Common Pension Mistakes to Avoid

Common Pension Mistakes to Avoid

If you are to enjoy the lifestyle you want and deserve in retirement, careful planning is critically important. Indeed, you do not want to simply make ends meet. After decades of hard work, you want to have a sense of financial freedom, and fill your time with your hobbies, passions and priorities.

But many of us can make mistakes without realizing, that can significantly hit our income in later life. We thought it useful to highlight below a few of the most common pitfalls that you should avoid.

Delaying your pension saving

Starting early is the best thing you can do when it comes to saving for retirement, as you have longer to build up your pension pot and benefit from more compound interest. The earlier you start, the smaller the contributions can be, which makes it more affordable. Even just a small amount can blossom into a much larger sum over time.

Not saving enough

Do you know what your goals are for retirement? Are you saving enough to achieve them?

It can be tempting to just put the bare minimum into your pension, but if you make insufficient contributions as the years pass, you might find you don’t have enough to enjoy the comfortable retirement you deserve.

Opting out of your workplace pension

If you’re not enrolled into your workplace pension, then you are missing out on employer contributions and tax relief, which is effectively free money from two different sources which gets added to your savings.

Relying solely on the state pension

Whilst the State Pension provides a valuable safety net for retirement, it alone won’t be enough to ensure a standard of living you desire in later life. It is therefore really important to make sure you have personal pension savings in place so you can be certain of financial security and a decent quality of life when the time comes.

Dipping into your pension savings before retirement

If you are under financial pressure, it might be tempting to access your pension pot to tide you over. But this can lead to you paying more income tax and losing some of your tax-free allowance, as well as reducing your retirement income in the future.

Instead, you should create a completely separate emergency fund, so you can be prepared if a difficult situation arises, and it won’t have an impact on your future.

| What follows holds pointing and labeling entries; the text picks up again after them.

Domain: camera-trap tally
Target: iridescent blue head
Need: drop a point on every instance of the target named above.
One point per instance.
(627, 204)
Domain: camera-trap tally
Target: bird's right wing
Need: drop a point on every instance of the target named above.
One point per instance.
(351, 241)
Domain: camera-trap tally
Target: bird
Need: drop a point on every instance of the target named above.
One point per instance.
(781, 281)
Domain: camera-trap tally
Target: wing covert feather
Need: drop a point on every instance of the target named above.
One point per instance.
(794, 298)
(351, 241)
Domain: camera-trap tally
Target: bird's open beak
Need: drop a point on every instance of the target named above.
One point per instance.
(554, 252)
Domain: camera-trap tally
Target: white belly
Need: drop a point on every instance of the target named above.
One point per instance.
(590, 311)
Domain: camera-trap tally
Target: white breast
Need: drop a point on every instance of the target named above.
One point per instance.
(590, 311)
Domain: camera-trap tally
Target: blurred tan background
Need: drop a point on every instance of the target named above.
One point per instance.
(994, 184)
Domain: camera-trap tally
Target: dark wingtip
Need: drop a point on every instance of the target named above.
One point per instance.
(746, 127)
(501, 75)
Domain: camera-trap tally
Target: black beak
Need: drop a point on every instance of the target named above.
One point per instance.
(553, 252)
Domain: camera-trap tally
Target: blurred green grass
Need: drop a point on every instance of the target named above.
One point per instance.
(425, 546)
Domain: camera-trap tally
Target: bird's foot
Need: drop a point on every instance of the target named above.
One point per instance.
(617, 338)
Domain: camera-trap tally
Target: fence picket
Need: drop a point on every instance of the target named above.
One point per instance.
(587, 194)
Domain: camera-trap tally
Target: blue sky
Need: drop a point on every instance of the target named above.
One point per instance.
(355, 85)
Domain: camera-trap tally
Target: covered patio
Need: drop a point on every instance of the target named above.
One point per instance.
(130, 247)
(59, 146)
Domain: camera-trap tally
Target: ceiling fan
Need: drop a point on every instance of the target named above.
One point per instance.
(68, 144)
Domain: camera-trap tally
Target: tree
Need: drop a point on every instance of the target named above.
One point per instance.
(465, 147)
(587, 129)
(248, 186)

Not thinking about pension fees and charges

Different pension providers have their own fee structures, so it is well worth looking for options that are transparent, competitive and don’t erode your savings as the years pass.

Losing track of old pensions

As you move from one job to the next, you can pick up multiple workplace pensions. It is therefore very important to make sure you know where these old pots are; perhaps consolidate them into a single scheme so it is easier for you to manage.

Ignoring pension statements

It is really easy to ignore financial documents when they drop through your letterbox, so make sure you actually read your pension statements and understand what they say.

Not reviewing your investment strategy

Markets go up as well as down, and the level of risk you are exposed to will inevitably change over time as your risk profile changes with your priorities. You should review your investment strategy every year, so adjustments can be made where necessary.  This will minimise your risk exposure and capitalise on opportunities for growth.

It is vital you know what is happening with your money and that you are able to make informed decisions about planning for your future. If you have any questions on preparing for retirement, it is well worth speaking with a financial planner.